Cosmology Question: Expansion of the Universe

1. Feb 25, 2008

Moneer81

1. The problem statement, all variables and given/known data

So the other day in my cosmology class we talked about whether smaller objects like a solar system, a star or a galaxy expand with the rest of the universe. While the answer is obviously no, since local gravitational forces can overcome that expansion, our professor thought it would be kinda amusing the calculate the effect of that expansion on an object like a human being if we were to expand along with the universe.

So we're asked to find out how long it would it take us to expand by 1mm, given the current value of the Hubble parameter of Ho = 72km/s/Mpc, and assuming for the sake of this problem that the Hubble parameter is constant even if the time we find is very large.

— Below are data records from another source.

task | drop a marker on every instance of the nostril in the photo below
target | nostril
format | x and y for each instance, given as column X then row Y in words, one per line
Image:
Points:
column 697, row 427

We're also have to find how tall we have to be for that expansion to take one year.

I know it looks like a silly problem but I am just having a hard time finding a place to start thinking about it.

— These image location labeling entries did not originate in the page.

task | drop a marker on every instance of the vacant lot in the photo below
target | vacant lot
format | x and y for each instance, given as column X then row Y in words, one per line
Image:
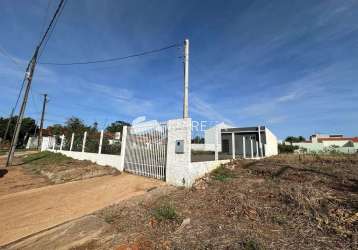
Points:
column 284, row 202
column 34, row 170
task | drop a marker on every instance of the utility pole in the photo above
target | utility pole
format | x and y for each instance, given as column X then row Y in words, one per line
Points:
column 42, row 121
column 29, row 74
column 8, row 123
column 186, row 79
column 28, row 78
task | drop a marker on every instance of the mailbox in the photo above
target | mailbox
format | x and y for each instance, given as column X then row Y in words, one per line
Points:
column 179, row 146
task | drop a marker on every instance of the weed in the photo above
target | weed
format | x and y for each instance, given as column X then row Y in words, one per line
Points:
column 165, row 212
column 45, row 157
column 222, row 174
column 251, row 245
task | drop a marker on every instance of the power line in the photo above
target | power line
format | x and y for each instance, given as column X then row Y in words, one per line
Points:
column 46, row 37
column 114, row 58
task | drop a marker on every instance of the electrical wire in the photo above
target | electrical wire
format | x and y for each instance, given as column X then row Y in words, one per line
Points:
column 114, row 58
column 51, row 26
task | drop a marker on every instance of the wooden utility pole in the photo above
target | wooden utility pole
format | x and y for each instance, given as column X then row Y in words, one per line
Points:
column 186, row 79
column 39, row 139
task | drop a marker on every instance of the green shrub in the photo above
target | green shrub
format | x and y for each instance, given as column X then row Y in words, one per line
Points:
column 165, row 212
column 222, row 174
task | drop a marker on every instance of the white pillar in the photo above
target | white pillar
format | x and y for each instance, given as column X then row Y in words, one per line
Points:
column 72, row 139
column 84, row 141
column 260, row 145
column 233, row 145
column 100, row 143
column 62, row 139
column 252, row 148
column 244, row 147
column 186, row 78
column 216, row 144
column 123, row 147
column 53, row 142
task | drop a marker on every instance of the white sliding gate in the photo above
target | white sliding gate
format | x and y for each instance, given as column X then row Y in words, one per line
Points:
column 146, row 150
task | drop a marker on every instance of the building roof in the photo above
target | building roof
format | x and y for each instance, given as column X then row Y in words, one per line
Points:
column 353, row 139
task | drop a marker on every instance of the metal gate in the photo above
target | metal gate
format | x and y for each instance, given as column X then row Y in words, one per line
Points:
column 146, row 150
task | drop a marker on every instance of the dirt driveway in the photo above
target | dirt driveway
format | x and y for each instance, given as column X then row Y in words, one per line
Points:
column 31, row 211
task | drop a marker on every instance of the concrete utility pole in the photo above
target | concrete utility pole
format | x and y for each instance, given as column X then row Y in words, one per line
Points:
column 186, row 79
column 39, row 139
column 15, row 138
column 8, row 124
column 28, row 78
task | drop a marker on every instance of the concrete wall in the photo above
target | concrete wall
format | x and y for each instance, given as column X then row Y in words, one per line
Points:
column 198, row 147
column 101, row 159
column 199, row 169
column 271, row 146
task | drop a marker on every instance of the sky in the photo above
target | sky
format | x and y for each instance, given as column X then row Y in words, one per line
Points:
column 289, row 65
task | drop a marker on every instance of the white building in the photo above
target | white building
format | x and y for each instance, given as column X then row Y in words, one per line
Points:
column 245, row 142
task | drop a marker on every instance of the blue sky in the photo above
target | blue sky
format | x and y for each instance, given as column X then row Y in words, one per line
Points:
column 290, row 65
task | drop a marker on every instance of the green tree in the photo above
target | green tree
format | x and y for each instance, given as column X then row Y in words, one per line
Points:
column 117, row 126
column 27, row 129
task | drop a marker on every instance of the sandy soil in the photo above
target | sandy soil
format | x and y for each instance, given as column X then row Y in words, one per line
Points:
column 15, row 179
column 31, row 211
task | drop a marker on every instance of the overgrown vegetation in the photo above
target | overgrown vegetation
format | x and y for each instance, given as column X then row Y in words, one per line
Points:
column 284, row 149
column 45, row 158
column 165, row 212
column 222, row 174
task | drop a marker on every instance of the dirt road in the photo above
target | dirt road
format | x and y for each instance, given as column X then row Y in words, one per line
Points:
column 31, row 211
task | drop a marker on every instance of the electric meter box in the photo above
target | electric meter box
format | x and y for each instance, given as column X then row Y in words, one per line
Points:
column 179, row 146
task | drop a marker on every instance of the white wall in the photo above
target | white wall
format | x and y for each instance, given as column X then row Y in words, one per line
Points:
column 271, row 146
column 199, row 169
column 178, row 164
column 210, row 136
column 101, row 159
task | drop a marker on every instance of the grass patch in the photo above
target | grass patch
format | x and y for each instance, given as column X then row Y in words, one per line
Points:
column 222, row 174
column 45, row 158
column 165, row 212
column 251, row 245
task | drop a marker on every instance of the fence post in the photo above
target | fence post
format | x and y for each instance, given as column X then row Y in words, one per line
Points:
column 123, row 146
column 62, row 139
column 100, row 143
column 252, row 148
column 84, row 141
column 233, row 145
column 72, row 138
column 53, row 142
column 216, row 144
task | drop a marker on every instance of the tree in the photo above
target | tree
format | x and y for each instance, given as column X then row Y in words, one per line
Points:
column 117, row 126
column 28, row 127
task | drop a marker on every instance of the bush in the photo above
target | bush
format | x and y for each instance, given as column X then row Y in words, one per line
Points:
column 222, row 174
column 165, row 212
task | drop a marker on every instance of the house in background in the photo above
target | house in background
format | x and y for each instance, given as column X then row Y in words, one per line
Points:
column 247, row 142
column 326, row 143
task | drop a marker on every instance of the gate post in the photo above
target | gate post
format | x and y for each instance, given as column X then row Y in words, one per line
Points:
column 62, row 139
column 84, row 141
column 123, row 147
column 179, row 153
column 72, row 138
column 100, row 143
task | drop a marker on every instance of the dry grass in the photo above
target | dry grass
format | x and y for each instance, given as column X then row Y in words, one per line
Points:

Thanks for taking the time.

2. Feb 25, 2008

Moneer81

Not takers?

3. Feb 25, 2008

CaptainQuasar

I'm not a cosmologist but I'll take a complete shot in the dark at it.

It seems like the Hubble parameter value means that something which is one megaparsec in size will grow to become one megaparsec and 72km in size after one second. Is that right?

If that's true it seems like you'd have to rig up an algebraic equality with ratios, the

$$\frac{a}{b} = \frac{c}{d}$$

kinda thing, or an expression with calculus to account for compound growth

Hope I'm not misunderstanding and ridiculously oversimplifying the problem.

4. Feb 25, 2008

kdv

Hubble's law is $$v= \frac{\Delta x}{\Delta t} = H_0 d$$

So you simply need to isolate delta x. This gives by how much the distance between two objects which were initially a distance "d" apart will have increased after a time delta t. (This assumes of course that delta t is not so large that H_0 will have changed value appreciably during that time interval)

5. Feb 25, 2008

kdv

The logic is correct. And it gives the same equation that I provided in my post.